Gideon looked askance at her, but dutifully nodded. “I trust you with my life Adela.” 

She rolled her eyes. “Can you stop with that? It makes me uncomfortable. I’m not used to so much gratitude from a guy.” They walked in silence, under the trees. He was taller than she was and his stride ate up the distance. She had to quicken her pace to keep up with him.  “So, I’ve got studio and life-drawing for most of the day tomorrow. Do you want to stay at my place or come with me?”  

Gideon contemplated this. “Would Marie be at home with me all day?” He wrinkled his brow. 

“Yep. She sure would. You’d have her total attention.” Adela smirked, she knew she was teasing him. 

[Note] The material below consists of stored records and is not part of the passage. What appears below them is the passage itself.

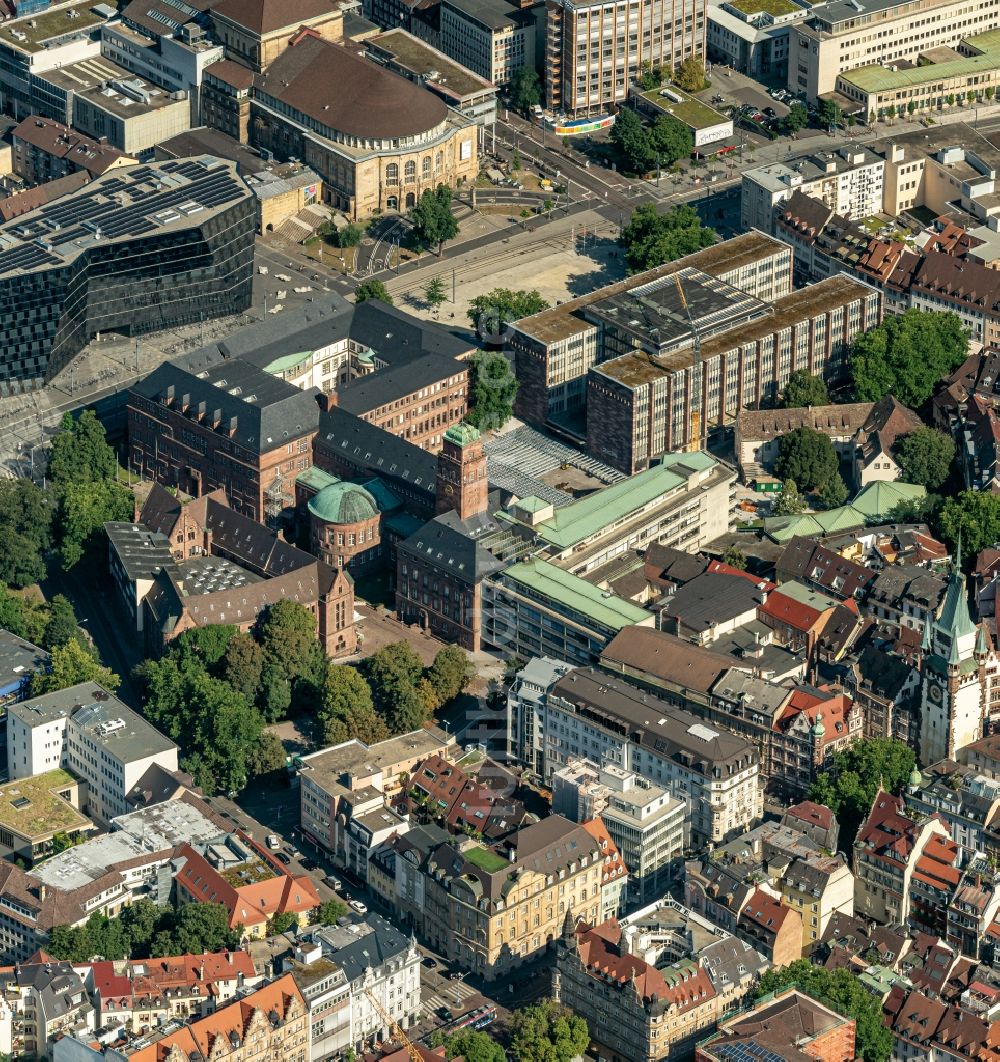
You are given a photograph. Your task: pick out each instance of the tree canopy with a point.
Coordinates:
(433, 220)
(804, 389)
(548, 1032)
(651, 238)
(72, 663)
(925, 457)
(526, 89)
(976, 515)
(907, 356)
(494, 388)
(690, 75)
(848, 787)
(807, 457)
(145, 930)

“I would very much like to see your studio and school.” He paused, “I’m not avoiding Marie. She’s very inquisitive and I fear I would end up telling her the truth about many things.” He looked at his feet. “That could cause you distress. I doubt she would understand that you freed me from my marble prison. There is much that is not normal about our meeting.” 

“That’s true.” She looked up at the sky. “But I suppose you’re the excitement that I was constantly wishing for. Be careful what you wish for, they always say.” She grinned at him. “Do you want to eat anything, yet?” 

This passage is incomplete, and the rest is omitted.